Joseph Pujol, who went by the stage Le Pétomane, was a fartiste. That wasn't a typo. Pujol was able to control his abdominal muscles and, thus, appear to fart at will. He would then insert tubes up his bum and play instruments to popular tunes. And he comes to my mind whenever I watch current comedians, particularly those of the standup type, although, unlike Pujol, I don't see the latter as original entertainers but as pompous douchebags full of hot air.
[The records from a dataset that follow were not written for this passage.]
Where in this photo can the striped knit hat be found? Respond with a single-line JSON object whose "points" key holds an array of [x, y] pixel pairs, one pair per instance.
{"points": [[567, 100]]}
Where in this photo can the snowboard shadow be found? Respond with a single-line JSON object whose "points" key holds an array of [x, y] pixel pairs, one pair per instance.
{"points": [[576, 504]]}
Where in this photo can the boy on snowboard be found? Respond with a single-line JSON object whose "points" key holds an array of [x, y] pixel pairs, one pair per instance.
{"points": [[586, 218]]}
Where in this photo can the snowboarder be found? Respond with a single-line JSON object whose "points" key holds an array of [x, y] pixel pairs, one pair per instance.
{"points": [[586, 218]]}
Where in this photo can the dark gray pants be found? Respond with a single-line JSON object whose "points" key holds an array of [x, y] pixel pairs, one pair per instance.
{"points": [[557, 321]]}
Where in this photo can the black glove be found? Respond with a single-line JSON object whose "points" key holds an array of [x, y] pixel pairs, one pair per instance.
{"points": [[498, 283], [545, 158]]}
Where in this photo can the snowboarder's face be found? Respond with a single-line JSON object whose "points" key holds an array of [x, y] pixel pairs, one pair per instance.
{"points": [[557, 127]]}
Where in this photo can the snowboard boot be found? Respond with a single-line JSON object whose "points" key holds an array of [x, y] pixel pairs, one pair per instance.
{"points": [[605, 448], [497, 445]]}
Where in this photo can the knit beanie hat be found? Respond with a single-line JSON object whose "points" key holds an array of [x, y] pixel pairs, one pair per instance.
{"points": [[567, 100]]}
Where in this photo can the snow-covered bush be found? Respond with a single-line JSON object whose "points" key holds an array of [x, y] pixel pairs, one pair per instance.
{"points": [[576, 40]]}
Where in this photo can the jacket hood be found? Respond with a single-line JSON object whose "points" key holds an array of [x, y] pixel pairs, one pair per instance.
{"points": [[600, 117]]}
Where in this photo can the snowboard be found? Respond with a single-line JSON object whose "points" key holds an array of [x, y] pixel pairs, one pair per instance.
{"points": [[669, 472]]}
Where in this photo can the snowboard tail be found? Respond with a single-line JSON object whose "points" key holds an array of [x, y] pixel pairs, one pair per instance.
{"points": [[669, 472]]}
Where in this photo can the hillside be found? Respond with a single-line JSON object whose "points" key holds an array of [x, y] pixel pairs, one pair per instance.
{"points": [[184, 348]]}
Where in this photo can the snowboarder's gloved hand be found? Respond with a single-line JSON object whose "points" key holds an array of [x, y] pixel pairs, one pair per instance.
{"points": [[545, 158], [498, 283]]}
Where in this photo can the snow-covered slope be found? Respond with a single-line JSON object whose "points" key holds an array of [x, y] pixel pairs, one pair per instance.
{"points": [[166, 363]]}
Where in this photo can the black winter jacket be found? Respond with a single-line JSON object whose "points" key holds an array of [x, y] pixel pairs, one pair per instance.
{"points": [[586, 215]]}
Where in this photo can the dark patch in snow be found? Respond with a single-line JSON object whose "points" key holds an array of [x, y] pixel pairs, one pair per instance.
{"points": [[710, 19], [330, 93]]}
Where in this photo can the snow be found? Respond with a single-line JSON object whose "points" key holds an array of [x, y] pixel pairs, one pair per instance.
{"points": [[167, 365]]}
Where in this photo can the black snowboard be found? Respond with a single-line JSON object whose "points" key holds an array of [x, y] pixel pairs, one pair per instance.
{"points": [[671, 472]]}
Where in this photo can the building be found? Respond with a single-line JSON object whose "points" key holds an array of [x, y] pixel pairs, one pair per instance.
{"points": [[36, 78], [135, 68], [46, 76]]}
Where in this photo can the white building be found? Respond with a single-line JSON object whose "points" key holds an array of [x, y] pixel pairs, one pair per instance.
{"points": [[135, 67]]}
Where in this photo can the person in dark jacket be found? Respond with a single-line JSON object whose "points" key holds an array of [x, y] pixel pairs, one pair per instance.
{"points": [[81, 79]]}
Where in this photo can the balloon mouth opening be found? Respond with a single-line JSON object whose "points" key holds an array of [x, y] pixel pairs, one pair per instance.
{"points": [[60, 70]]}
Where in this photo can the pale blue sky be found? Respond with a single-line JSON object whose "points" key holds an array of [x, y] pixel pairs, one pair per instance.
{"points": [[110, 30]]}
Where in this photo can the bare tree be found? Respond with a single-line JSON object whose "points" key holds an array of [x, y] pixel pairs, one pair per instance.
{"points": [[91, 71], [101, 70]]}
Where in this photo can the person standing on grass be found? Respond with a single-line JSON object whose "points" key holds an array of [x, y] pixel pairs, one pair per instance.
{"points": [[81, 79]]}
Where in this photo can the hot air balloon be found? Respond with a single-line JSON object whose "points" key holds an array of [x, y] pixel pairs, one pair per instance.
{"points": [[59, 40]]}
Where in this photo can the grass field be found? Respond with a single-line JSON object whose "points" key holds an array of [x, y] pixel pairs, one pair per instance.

It has been a long time since a mainstream comedian has made me laugh. I am not counting Doug Stanhope here, of course. Lately, with the latter exception, all they do is to preach a series of commonplace talking points, mostly circling around some sort of checklist of acceptable opinions of the leftist type. Not long ago I saw these peddlers of clichés on the cover of some bottom feeding rag and I couldn't stop thinking that it was impossible to discern them from each other, at least politically. Also, I couldn't remember the last time any of them even tried to come up with a remotely decent joke.
In the opening salvo of this blog, back in the day, I went about my favorite solution to the paradox of tragedy. In comedy, it is said that the paradox consists in its duality, i.e. the property of repelling and attracting at the same time. Subjects that in any other circumstance would be deep for us, the audience, are placed outside the realm of our worries and, thus, we can laugh. That is why self-deprecating humor is incompatible with taking oneself too seriously. How can comedy, then, engage the audience and, at the same time, disengage it emotionally? Yet, simultaneously, as much can be seen from a person through his make-believe efforts than his impulses. As Camus wrote: un homme se définit aussi bien par ses comédies que par ses élans sincères. The herculean task of making comedy reveals greatly the substance of the performer and the immediate disposition of the audience, for the event is a balancing act of continuous detachment and care.
When I see the late night crowd or the standup comedians I see no "balancing act" anymore. They get on their soapbox and pontificate to an audience that expects to listen to their own thoughts spouted by a celebrity. While the likes of Carlin or Hicks did have a message, it was delivered through an act of detachment and sudden bursts of wit that brought back the point home in a snap. One *did* laugh, whether the point was made or not. Today, it's all tiresome one-upmanship in front of a mirror what one sees in the political routines of the so-called "funny men". Plus, the topics and how they approach them are the same, over and over again. There isn't the element of surprise anymore.
When observational comedy stepped up to the plate, it was a refreshing maneuver that brought a snowball of "closeness" with the public. There it was, a common fella opening up pandora's boxes on common things and activities. Perhaps, as the comedians of today have been enshrined into highly paid everyday political philosophers, they *do* spend their daily lives throwing their toys out of the pram while living unlike the common man. They are, for all effects and purposes, politicians. They bitch about the minimum salary while they fetch 6 digits for a 5 minute appearance for a music video, preach about gun control while they live behind fences and surround themselves with heavily armed security details, and try to make the audience believe their love life is a mess when, in reality, knickers are thrown at them at lavish celebrity parties. There is no observational comedy anymore, at least not from the mouths of the fat cats.
And people are getting tired of that. As ratings go down, these spoiled sacred cows double down on their political agendas, widening the gap in an already polarized society for the sake of adding more zeros to their bank accounts. They have no material anymore. So they do the only thing they are left with: telling their niche market what they want to hear in order to feel good about themselves, in an orgy of reciprocal masturbation where everybody rides the high horse.